Glioblastoma is the most aggressive and lethal form of brain tumor, with a median survival time of around 15 months. The current standard of care involves surgery, radiation, and some combination of chemotherapy. Drugs that are effective against brain tumors are difficult to find, as many cancer drugs often cannot cross the blood-brain barrier to reach the brain. Scientists have been searching intensively for better therapeutics that can reach the brain and eliminate the tumor. Now, researchers have uncovered in cell cultures and mice that an antidepressant called vortioxetine—that is capable of crossing the blood-brain barrier—may help combat glioblastomas.
The research is published in Nature Medicine in an article titled, “High-throughput identification of repurposable neuroactive drugs with potent anti-glioblastoma activity,” and led by ETH Zurich professor Berend Snijder, PhD.
Snijder’s postdoc and lead author of the study, Sohyon Lee, PhD, found the drug using pharmacoscopy, a special screening platform that the researchers have developed at ETH Zurich. In this study, the ETH Zurich researchers worked closely with colleagues from various hospitals, in particular with the group under neurologists Michael Weller, MD, and Tobias Weiss, MD, at the University Hospital Zurich (USZ).
ETH Zurich researchers can simultaneously test hundreds of active substances on living cells from human cancer tissue with pharmacoscopy. Their study focused on neuroactive substances that cross the blood-brain barrier, such as antidepressants, Parkinson’s medication, and antipsychotics. In total, the research team tested up to 130 different agents on tumor tissue from 40 patients.

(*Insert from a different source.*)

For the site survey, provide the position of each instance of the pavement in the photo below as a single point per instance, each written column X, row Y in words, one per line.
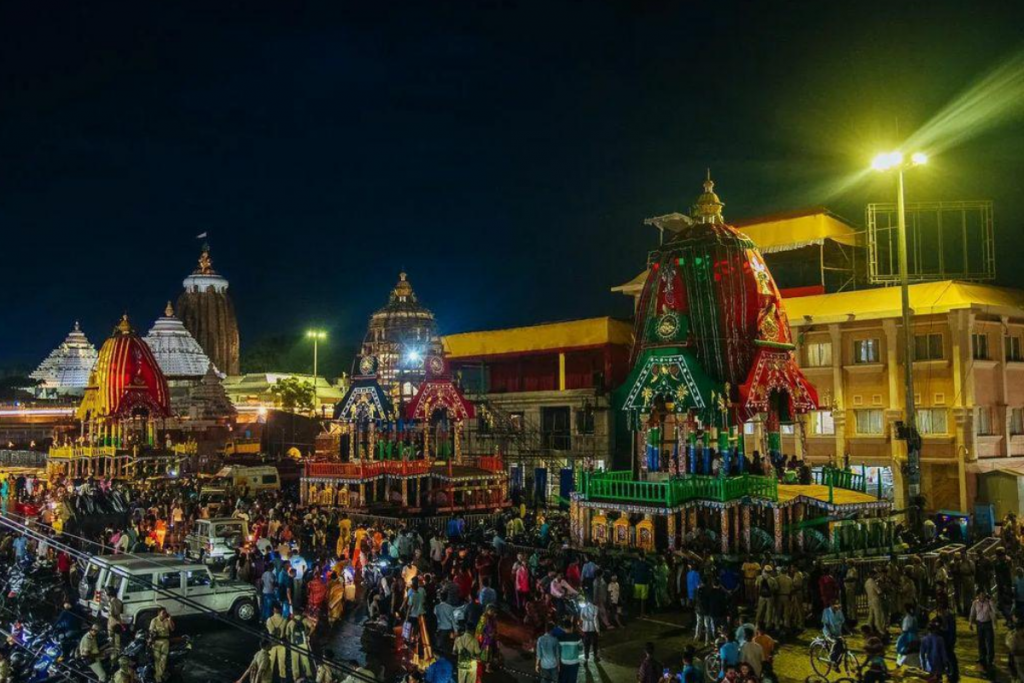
column 221, row 653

To determine which substances have an effect on the cancer cells, the researchers used imaging techniques and computer analysis. Previously, Snijder and his team had used the pharmacoscopy platform only to analyze blood cancer and derived treatment options from this. Glioblastomas are the first solid tumors that they have systematically investigated using this method with a view to using existing drugs for new purposes.
For the screening, Lee analyzed cancer tissue from patients who had recently undergone surgery at USZ. The ETH Zurich researchers then processed this tissue in the laboratory and screened it on the pharmacoscopy platform. Two days later, the researchers obtained results showing which agents worked on the cancer cells and which did not.
The results made it clear that some, but not all, of the antidepressants tested were unexpectedly effective against the tumor cells. These drugs worked well when they quickly triggered a signaling cascade, which is important for neuronal progenitor cells, but also suppresses cell division. Vortioxetine proved to be the most effective antidepressant.
The ETH Zurich researchers also used a computer model to test over a million substances for their effectiveness against glioblastomas. They found that the joint signaling cascade of neurons and cancer cells plays a decisive role and explains why some neuroactive drugs work while others don’t.
In the last step, researchers at the University Hospital Zurich tested vortioxetine on mice with a glioblastoma. The drug also showed good efficacy in these trials, especially in combination with the current standard treatment.
The group of ETH Zurich and USZ researchers is now preparing two clinical trials. In one, glioblastoma patients will be treated with vortioxetine in addition to standard treatment (surgery, chemotherapy, radiation). In the other, patients will receive a personalized drug selection, which the researchers will determine for each individual using the pharmacoscopy platform.
“The advantage of vortioxetine is that it is safe and very cost-effective,” explained Michael Weller, MD, professor at the University Hospital Zurich, director of the department of neurology, and co-author of the study. “As the drug has already been approved, it doesn’t have to undergo a complex approval procedure and could soon supplement the standard therapy for this deadly brain tumor.” He hopes that oncologists will be able to use it soon.
However, he cautions patients and their relatives against obtaining vortioxetine themselves and taking it without medical supervision. “We don’t yet know whether the drug works in humans and what dose is required to combat the tumor, which is why clinical trials are necessary. Self-medicating would be an incalculable risk.”
Snijder, too, warns against rushing to use the antidepressant on glioblastomas: “So far, it’s only been proven effective in cell cultures and in mice.”
Although their research is still in the early stages, Snijder believes that the study achieved an ideal result: “We started with this terrible tumor and found existing drugs that fight against it. We show how and why they work, and soon we’ll be able to test them on patients.” If vortioxetine is found to be effective, this will be the first time in recent decades that an active substance has been found to improve the treatment of glioblastoma.